US 11,983,226 B2
Real-time crawling
Keshav Bhashyam, Bangalore (IN); Pradeep Srinivas Krishna, Bangalore (IN); Vijaykumar Hiremath, Bangalore (IN); and Saikiran Sri Thunuguntla, Bangalore (IN)
Assigned to Intuit Inc., Mountain View, CA (US)
Filed by Intuit Inc., Mountain View, CA (US)
Filed on Dec. 17, 2021, as Appl. No. 17/555,117.
Prior Publication US 2023/0195806 A1, Jun. 22, 2023
Int. Cl.
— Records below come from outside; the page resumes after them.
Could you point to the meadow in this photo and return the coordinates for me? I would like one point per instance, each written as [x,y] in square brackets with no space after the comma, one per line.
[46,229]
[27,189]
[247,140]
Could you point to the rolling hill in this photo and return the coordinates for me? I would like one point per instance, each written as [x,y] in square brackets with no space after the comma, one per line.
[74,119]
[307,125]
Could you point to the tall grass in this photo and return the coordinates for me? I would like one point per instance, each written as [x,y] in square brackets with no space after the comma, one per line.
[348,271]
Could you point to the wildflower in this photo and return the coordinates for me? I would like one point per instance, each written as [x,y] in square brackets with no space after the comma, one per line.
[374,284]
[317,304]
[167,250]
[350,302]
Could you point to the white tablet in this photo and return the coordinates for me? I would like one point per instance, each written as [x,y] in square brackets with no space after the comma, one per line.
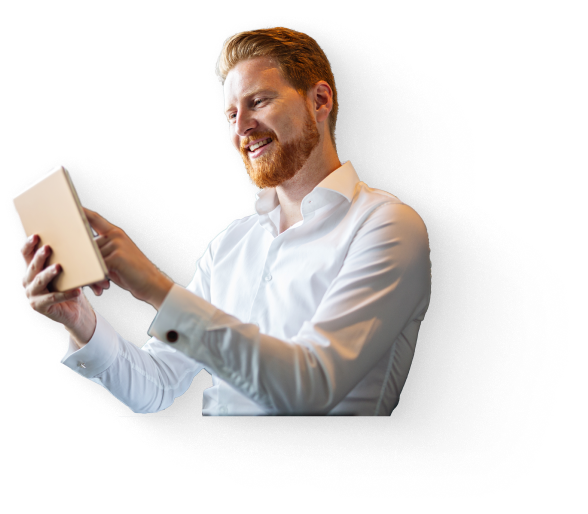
[50,207]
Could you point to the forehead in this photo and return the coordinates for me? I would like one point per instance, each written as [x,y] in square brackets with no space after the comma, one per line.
[250,76]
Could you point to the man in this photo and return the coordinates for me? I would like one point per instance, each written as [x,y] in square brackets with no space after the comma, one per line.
[310,306]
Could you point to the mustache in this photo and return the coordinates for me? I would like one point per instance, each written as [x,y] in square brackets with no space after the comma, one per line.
[254,137]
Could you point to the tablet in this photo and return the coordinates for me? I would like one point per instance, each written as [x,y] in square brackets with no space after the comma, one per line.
[50,207]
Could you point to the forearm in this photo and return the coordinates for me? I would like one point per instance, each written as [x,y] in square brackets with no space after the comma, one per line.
[82,331]
[145,379]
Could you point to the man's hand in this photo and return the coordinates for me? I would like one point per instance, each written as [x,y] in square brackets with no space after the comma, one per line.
[128,267]
[70,308]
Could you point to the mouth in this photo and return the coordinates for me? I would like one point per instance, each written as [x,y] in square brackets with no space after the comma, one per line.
[259,147]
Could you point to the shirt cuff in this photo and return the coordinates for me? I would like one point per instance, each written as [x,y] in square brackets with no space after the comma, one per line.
[182,319]
[97,355]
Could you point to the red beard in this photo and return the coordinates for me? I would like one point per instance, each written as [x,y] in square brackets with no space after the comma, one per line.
[282,161]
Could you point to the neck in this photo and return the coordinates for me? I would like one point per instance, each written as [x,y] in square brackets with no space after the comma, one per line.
[292,192]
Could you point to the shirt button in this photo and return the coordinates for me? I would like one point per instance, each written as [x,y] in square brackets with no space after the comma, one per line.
[172,336]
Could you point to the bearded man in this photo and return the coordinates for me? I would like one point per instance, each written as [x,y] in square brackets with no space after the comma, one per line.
[310,306]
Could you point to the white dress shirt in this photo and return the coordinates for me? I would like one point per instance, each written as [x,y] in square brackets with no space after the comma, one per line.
[320,319]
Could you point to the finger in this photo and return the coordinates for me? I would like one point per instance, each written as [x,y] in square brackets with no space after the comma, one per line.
[41,281]
[36,265]
[27,249]
[43,303]
[99,287]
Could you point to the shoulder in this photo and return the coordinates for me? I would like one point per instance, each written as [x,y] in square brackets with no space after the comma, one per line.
[386,209]
[234,230]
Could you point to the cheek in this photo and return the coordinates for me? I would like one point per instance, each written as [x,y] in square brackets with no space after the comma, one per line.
[233,137]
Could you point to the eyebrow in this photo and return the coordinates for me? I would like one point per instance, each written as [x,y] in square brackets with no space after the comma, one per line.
[250,93]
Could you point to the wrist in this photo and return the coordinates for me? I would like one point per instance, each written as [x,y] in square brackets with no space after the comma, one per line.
[162,285]
[83,331]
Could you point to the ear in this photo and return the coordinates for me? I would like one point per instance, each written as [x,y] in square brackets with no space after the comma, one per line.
[321,97]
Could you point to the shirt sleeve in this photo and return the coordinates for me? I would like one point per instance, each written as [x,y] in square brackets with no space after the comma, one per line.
[382,286]
[146,379]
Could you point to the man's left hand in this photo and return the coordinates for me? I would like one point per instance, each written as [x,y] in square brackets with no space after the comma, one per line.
[128,267]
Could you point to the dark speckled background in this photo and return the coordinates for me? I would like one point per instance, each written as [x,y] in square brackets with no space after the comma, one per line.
[491,350]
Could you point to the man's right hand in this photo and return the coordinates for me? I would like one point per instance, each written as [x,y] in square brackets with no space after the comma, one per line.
[70,308]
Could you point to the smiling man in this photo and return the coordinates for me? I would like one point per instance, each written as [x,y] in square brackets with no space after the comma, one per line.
[310,306]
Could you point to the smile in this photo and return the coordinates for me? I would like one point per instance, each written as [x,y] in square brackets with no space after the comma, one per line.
[255,149]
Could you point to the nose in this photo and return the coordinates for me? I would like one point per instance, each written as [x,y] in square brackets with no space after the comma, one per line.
[245,123]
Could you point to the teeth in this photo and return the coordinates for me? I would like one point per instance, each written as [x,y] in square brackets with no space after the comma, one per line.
[257,145]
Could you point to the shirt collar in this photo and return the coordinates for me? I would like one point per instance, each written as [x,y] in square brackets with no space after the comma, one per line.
[342,181]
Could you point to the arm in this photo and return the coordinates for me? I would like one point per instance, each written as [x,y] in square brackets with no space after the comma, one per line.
[383,285]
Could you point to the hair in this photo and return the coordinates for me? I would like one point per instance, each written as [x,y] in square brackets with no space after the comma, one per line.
[300,59]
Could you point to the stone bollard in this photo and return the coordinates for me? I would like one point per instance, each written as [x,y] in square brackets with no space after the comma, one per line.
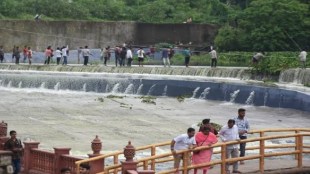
[3,129]
[129,153]
[98,165]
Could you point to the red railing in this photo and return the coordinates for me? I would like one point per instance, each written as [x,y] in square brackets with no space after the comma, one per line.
[69,162]
[42,161]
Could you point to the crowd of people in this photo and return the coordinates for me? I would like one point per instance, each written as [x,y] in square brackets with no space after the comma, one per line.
[124,55]
[235,130]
G06F 16/951 (2019.01); G06F 16/23 (2019.01)
CPC G06F 16/951 (2019.01) [G06F 16/2358 (2019.01)] 16 Claims
OG exemplary drawing
 
1. A method for updating a data catalog in real-time with changes to metadata, the method performed by one or more processors of a crawling system and comprising:
detecting, using a relational database management system (RDBMS)-based adaptor, changes to metadata in a metadata store, the RDBMS-based adaptor incorporating one or more aspects of a change data capture (CDC) source connector;
generating, based on the detected changes, an event queue indicating a plurality of change events associated with system objects, each respective change event of the plurality of change events indicating a system object associated with the respective change event and a number of event attributes of the respective change event, the event queue incorporating one or more aspects of an event bus topic associated with a stream processing application;
storing raw system data corresponding to the system objects in a data repository, wherein the data repository is a data lake;
identifying, using a consumer associated with the stream processing application, recent events among the plurality of change events based on a first event attribute of the number of event attributes, wherein the first event attribute is a timestamp indicative of a time that the respective change event occurred, wherein each of the recent events occurs during a specified time window, and wherein identifying the recent events includes identifying a most recent timestamp within the specified time window;
identifying relevant events among the recent events based on a second event attribute of the number of event attributes;
extracting unique identifiers from the relevant events based on a third event attribute of the number of event attributes;
identifying priority objects among the system objects based on the unique identifiers, each of the priority objects associated with at least one of the recent events and at least one of the relevant events;
selectively obtaining, from the metadata store, current metadata for ones of the system objects, the selectively obtaining including:
obtaining current metadata for each of the system objects identified as priority objects; and
refraining from obtaining current metadata for system objects that are not associated with at least one of the recent events and at least one of the relevant events; and
updating registry values associated with the priority objects in a metadata registry immediately upon obtaining the current metadata from the metadata store, the updating occurring in at least near real-time with the changes to the priority objects corresponding to the detected changes to the metadata in the metadata store.